Abstract: Large Language Models (LLMs) have made impressive strides in natural language processing, yet they still struggle with complex tasks that require advanced reasoning, planning, and optimization—tasks that demand a deeper level of thinking than simple chains of thought. Conversely, traditional symbolic solvers provide precise, guaranteed solutions to well-defined problems, but they lack the flexibility to handle more general challenges described in natural language. This talk explores unified frameworks that integrate neural and symbolic components, leveraging the strengths of both approaches. We will discuss hybrid and end-to-end systems that combine symbolic and neural techniques, as well as pure neural models that benefit from symbolic outputs. We conclude with a recent discovery showing that gradient descent in neural networks can yield solutions completely explainable through advanced algebraic (and thus symbolic) objects, such as groups and semi-rings, hinting at the potential for a deeper unification of these paradigms from first principles.

Title: Self-Play Preference Optimization for Language Model Alignment

Abstract: Traditional reinforcement learning from human feedback (RLHF) approaches relying on parametric models like the Bradley-Terry model fall short in capturing the intransitivity and irrationality in human preferences.
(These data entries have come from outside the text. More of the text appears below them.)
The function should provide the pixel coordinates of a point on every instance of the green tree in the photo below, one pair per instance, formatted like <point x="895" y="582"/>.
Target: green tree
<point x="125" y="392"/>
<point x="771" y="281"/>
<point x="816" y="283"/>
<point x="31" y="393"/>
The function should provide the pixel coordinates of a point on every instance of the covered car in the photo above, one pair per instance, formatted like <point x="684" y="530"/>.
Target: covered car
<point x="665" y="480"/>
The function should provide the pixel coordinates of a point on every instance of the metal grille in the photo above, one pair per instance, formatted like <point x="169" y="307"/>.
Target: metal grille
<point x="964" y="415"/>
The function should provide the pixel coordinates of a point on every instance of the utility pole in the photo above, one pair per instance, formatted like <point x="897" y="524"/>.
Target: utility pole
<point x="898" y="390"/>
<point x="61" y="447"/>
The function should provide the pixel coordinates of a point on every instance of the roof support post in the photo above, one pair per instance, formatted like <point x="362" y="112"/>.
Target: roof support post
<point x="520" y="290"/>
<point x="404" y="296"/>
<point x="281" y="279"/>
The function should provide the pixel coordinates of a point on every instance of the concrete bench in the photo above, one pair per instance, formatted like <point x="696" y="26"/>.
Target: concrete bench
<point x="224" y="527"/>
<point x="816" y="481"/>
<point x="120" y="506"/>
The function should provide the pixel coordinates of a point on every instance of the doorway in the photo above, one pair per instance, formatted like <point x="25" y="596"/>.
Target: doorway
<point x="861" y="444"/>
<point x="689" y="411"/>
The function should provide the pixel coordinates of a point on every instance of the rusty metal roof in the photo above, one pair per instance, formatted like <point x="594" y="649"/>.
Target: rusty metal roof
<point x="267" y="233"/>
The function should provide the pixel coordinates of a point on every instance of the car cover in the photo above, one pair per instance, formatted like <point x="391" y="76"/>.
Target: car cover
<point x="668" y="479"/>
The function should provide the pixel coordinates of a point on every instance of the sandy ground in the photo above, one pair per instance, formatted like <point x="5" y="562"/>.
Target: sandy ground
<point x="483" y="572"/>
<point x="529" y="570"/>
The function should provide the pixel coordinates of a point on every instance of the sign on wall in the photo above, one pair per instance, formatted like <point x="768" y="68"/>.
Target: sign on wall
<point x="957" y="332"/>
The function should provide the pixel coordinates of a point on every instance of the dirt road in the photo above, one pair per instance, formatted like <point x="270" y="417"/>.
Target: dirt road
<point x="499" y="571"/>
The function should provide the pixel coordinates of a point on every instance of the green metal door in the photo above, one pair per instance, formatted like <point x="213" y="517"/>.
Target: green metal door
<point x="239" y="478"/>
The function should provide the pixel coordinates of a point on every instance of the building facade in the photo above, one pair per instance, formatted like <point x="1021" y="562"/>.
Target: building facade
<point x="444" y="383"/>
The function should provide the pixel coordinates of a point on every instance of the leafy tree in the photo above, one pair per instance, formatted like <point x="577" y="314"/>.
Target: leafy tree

Recent advancements suggest that directly working with preference probabilities can yield a more accurate reflection of human preferences, enabling more flexible and accurate language model alignment. In this talk, I will introduce a self-play-based method for language model alignment, which treats the problem as a constant-sum two-player game aimed at identifying the Nash equilibrium policy. Our approach, dubbed \textit{Self-Play Preference Optimization} (SPPO), approximates the Nash equilibrium through iterative policy updates and enjoys theoretical convergence guarantee. Our method can effectively increase the log-likelihood of the chosen response and decrease that of the rejected response, which cannot be trivially achieved by symmetric pairwise loss such as Direct Preference Optimization (DPO) and Identity Preference Optimization (IPO). In our experiments, using only 60k prompts (without responses) from the UltraFeedback dataset and without any prompt augmentation, by leveraging a pre-trained preference model PairRM with only 0.4B parameters, SPPO can obtain a model from fine-tuning Mistral-7B-Instruct-v0.2 that achieves the state-of-the-art length-controlled win-rate of 28.53% against GPT-4-Turbo on AlpacaEval 2.0. It also outperforms the (iterative) DPO and IPO on MT-Bench and the Open LLM Leaderboard. Notably, the strong performance of SPPO is achieved without additional external supervision (e.g., responses, preferences, etc.) from GPT-4 or other stronger language models.